A State-owned south Dublin city site, valued at around €15 million, will be put on the market in the coming weeks in the first of a series of sales of State assets under a new capital fund-raising programme.
The former maintenance headquarters of the Office of Public Works (OPW) at Lad Lane, off Baggot Street, will be sold to fund a range of new purchases, including sites for new Garda stations and office space for the National Educational Psychology Service (NEPS).
Announcing the sale yesterday, the Minister of State with responsibility for the OPW, Mr Tom Parlon, said the one-acre site, which was zoned for residential use, was expected to raise a "substantial eight-figure sum . . . in excess of €10 million".
Several other properties are to come onto the market in the coming months, and some of them will be "even more substantial" than the OPW site, according to the Minister.

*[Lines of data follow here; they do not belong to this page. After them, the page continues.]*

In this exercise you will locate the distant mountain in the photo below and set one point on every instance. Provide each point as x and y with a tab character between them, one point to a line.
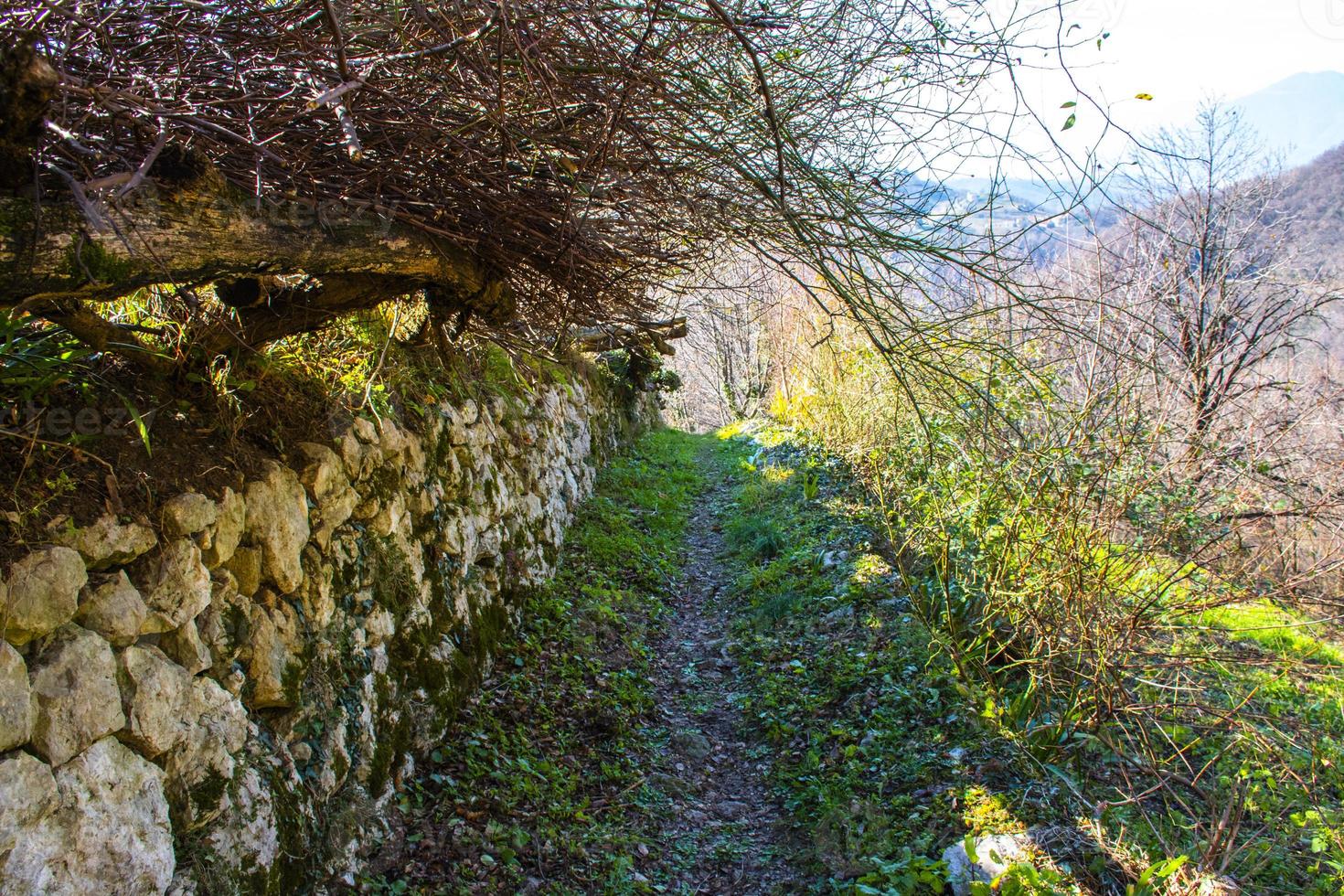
1313	197
1300	117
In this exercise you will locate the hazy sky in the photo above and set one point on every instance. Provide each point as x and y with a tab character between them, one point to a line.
1183	50
1180	51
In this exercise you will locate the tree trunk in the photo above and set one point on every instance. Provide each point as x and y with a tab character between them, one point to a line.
97	251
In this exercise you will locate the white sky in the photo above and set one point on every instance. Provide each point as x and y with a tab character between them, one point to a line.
1180	51
1184	50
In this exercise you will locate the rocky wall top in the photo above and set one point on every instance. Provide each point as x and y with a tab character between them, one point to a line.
220	699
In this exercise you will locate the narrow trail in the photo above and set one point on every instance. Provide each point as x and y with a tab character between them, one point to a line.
725	827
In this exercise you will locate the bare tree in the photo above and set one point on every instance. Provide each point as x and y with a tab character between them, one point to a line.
1209	269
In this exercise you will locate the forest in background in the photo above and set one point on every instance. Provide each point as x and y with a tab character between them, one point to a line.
1110	481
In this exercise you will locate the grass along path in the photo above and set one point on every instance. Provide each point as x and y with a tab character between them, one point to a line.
603	753
725	690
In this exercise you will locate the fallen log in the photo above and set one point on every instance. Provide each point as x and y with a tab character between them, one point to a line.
99	249
636	336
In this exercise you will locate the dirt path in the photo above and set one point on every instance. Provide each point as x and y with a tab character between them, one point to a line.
723	827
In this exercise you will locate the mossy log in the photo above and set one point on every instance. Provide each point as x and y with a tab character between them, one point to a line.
644	334
97	248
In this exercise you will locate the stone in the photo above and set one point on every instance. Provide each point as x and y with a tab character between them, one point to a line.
74	684
179	587
215	732
245	567
271	653
111	833
113	609
108	541
42	592
186	647
248	836
154	693
188	513
365	430
16	707
731	810
27	795
691	744
328	486
994	856
228	532
277	520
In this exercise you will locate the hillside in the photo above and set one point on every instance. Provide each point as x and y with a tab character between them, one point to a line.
1315	197
1300	117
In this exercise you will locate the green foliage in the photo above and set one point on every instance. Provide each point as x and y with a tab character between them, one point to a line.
546	770
864	729
1044	571
35	359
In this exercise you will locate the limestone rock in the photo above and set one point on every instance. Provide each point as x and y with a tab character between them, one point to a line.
179	590
692	744
27	795
114	609
109	541
74	684
111	833
186	647
154	693
188	513
277	520
214	733
994	856
16	709
271	655
43	592
328	485
245	566
229	529
248	835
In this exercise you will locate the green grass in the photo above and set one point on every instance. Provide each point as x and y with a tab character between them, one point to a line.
545	774
871	743
884	755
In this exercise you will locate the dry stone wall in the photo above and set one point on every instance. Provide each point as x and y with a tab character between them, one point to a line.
222	699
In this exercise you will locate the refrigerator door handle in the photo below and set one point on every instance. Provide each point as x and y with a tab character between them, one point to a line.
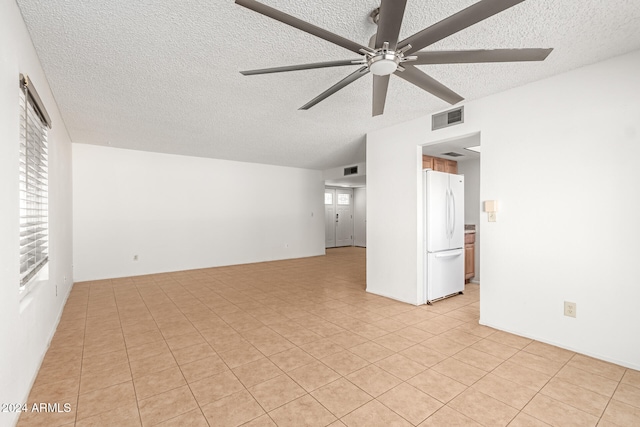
449	212
449	254
447	203
453	213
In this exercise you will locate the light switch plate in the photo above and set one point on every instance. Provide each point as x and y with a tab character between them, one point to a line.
570	309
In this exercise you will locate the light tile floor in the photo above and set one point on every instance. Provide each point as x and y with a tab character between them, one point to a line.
300	343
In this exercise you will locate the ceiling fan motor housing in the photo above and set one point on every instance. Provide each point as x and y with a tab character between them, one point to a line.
384	63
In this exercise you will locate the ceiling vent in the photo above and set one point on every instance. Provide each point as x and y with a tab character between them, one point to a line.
447	118
351	170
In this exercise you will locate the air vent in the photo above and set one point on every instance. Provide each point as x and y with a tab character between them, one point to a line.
352	170
452	154
447	118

The move follows an audit which began last November of the OPW's property portfolio, which is valued at €2.5 billion.
Mr Parlon stressed that while it was seeking to maximise value from properties it was "certainly not going to sell something that we will have to buy back".

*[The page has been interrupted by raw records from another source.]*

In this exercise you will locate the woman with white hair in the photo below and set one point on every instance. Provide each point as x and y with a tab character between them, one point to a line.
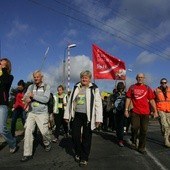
85	110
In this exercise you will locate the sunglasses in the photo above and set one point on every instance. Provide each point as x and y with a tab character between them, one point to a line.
163	82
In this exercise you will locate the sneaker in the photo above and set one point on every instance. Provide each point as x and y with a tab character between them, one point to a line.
26	158
121	143
13	150
66	135
83	163
48	148
77	158
55	140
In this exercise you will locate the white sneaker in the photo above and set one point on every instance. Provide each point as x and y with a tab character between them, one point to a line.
13	150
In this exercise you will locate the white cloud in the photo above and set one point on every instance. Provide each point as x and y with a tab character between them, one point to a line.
146	58
17	29
54	75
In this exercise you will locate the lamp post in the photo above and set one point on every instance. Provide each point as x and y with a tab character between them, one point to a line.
68	65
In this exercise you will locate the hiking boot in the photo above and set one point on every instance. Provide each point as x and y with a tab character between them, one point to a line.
133	146
83	163
121	143
26	158
66	135
48	148
77	158
142	151
13	150
55	140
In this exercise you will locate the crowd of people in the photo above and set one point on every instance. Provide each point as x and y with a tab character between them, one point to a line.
81	111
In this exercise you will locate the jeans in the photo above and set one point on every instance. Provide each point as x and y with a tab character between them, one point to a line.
18	112
81	135
42	122
165	126
139	123
58	119
119	122
3	129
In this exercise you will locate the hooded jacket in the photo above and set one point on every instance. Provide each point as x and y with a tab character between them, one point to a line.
5	85
93	103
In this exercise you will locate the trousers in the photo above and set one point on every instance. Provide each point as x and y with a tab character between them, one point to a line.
42	122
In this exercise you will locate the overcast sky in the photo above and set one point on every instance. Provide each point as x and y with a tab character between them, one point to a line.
137	32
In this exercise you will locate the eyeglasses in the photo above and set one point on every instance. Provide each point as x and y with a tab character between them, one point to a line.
163	82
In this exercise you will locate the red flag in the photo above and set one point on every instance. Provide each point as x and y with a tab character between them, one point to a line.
106	66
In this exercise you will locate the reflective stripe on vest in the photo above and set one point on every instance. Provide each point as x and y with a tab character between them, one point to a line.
163	103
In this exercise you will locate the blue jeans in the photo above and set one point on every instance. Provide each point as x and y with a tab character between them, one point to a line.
3	129
18	112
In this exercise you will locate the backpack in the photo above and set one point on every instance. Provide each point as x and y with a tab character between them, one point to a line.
50	103
92	89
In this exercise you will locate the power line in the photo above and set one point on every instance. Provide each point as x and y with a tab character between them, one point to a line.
146	43
99	28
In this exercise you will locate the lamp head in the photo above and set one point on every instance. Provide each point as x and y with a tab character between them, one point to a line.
71	46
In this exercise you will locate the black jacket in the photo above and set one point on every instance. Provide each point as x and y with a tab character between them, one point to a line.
5	85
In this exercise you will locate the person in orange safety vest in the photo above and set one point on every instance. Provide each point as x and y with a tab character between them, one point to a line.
163	106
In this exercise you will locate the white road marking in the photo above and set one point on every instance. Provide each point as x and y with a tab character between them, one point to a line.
162	167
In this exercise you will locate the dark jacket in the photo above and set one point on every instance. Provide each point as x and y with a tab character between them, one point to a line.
5	85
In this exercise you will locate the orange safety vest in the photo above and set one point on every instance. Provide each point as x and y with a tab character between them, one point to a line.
162	103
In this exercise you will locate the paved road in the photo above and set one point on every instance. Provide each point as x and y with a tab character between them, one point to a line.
105	154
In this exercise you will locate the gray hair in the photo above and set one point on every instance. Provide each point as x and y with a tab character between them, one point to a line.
38	72
86	73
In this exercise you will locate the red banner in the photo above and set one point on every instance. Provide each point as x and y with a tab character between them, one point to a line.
106	66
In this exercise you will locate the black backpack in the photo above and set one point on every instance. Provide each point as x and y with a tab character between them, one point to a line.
50	103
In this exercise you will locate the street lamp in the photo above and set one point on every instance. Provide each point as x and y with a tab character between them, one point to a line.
68	65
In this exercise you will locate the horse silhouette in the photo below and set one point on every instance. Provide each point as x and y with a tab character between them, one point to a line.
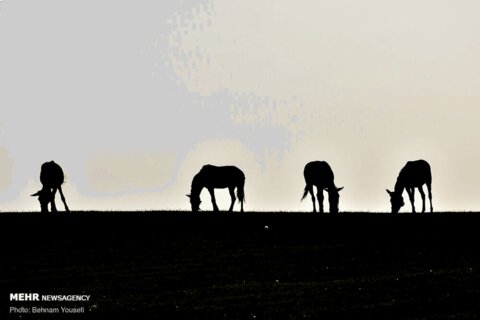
213	177
52	178
320	175
413	175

The Labour Party's spokesman on environment, Mr Eamon Gilmore, expressed scepticism on this point, saying it made "no sense" to proceed with the sale of State assets when local authorities were desperate for land for social housing programmes.
Also calling for the land to be converted for "valuable public purposes", the Green Party's finance spokesman, Mr Dan Boyle, said the assets sale plan "smacks of gross short-termism".

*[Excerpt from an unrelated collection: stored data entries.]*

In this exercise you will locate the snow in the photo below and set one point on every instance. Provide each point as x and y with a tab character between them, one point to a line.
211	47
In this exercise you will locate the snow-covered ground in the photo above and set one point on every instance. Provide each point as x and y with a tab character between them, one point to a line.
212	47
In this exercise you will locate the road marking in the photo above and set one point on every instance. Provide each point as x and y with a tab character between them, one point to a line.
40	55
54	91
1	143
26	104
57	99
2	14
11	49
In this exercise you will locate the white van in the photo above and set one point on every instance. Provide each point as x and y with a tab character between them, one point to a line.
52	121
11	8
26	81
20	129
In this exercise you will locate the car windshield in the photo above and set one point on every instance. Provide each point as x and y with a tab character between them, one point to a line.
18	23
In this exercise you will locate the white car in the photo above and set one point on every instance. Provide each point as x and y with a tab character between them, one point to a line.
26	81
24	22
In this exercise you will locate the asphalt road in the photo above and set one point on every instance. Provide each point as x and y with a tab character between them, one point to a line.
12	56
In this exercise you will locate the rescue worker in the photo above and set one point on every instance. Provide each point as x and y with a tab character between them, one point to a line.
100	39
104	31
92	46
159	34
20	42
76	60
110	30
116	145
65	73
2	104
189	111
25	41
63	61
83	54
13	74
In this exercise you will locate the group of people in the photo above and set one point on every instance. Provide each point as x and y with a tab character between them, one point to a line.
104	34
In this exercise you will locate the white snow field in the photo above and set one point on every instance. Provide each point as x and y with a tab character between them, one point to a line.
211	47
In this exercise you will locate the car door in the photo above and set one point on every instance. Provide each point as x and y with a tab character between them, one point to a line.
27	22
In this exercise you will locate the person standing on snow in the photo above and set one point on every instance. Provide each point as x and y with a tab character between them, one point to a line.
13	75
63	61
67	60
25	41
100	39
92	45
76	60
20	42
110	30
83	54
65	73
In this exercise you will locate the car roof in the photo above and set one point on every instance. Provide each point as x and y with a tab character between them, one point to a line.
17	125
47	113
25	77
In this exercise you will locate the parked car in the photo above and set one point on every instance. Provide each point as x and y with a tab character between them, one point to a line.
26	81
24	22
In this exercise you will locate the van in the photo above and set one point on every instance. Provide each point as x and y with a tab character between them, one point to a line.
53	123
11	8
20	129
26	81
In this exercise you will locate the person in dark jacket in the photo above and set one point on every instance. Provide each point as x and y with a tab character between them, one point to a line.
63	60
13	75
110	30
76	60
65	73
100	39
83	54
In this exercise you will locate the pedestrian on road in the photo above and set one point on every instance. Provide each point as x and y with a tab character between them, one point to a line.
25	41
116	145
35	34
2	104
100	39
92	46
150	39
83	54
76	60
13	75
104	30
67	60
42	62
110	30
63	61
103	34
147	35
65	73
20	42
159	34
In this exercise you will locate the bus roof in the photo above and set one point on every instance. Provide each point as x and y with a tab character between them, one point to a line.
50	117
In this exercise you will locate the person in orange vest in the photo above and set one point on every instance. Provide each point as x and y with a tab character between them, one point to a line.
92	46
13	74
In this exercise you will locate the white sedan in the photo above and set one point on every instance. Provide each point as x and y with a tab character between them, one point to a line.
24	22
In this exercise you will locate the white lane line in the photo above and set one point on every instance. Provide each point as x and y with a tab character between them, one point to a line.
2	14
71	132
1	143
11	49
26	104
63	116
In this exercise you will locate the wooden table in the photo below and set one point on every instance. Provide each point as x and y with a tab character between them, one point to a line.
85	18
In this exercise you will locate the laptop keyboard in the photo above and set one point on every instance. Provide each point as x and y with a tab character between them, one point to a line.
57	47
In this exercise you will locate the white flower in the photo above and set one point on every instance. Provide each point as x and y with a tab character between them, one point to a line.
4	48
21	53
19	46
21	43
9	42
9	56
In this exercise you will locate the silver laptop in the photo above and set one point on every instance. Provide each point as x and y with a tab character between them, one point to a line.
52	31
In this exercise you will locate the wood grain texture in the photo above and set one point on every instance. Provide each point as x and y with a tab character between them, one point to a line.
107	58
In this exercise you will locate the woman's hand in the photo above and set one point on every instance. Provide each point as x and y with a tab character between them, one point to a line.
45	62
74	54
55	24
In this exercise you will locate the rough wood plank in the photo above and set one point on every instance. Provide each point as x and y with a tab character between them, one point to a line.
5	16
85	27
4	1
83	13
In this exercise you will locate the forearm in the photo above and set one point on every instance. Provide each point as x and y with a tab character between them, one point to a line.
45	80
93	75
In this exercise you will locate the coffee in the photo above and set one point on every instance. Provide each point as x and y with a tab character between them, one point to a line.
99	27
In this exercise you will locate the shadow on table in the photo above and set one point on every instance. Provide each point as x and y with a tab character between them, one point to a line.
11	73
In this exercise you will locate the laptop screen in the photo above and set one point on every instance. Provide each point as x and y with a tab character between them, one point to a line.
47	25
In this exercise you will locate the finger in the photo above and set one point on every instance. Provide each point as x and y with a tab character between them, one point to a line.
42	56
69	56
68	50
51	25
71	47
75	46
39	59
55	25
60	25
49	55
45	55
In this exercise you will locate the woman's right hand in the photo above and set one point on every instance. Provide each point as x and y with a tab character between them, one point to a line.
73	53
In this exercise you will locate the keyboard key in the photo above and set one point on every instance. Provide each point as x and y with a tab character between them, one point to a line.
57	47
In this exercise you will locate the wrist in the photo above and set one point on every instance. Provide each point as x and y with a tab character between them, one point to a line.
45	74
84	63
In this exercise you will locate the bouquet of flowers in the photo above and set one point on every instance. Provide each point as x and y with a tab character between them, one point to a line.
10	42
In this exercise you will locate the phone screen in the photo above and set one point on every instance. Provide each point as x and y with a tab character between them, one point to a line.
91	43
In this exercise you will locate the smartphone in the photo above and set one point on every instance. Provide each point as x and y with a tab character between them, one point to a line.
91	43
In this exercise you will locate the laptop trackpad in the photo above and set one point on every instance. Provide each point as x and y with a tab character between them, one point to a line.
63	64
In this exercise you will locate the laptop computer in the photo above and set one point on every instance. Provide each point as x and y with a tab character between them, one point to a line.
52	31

Mr Parlon said local authorities would be consulted on sales, adding that social housing needs "will be kept on board".
However, "this particular site, in terms of its location and its zoning, isn't suitable (for social housing). But whatever developer has to apply for planning permission will be obliged to comply with the rules laid down for social and affordable housing."
The Dublin site was identified in an audit of State assets which began last November. The 30-40 maintenance engineers who used to work there have been relocated to Collins Barracks at a cost of €500,000.
Mr Parlon said the proceeds of the sale would go not only to the Garda and NEPS building programmes but also to buying out long-term leases which could "save money down the road". He noted that almost a quarter of the total Dublin leasing market was currently taken by the OPW.
As well as sales, he noted, the "portfolio transformation" would include joint-ventures and land swaps.
He added he would like to see local authorities, health boards and semi-State bodies incorporated into the audit as "we have reports of several State bodies that have very, very substantial assets in terms of land and buildings that are underused at the moment".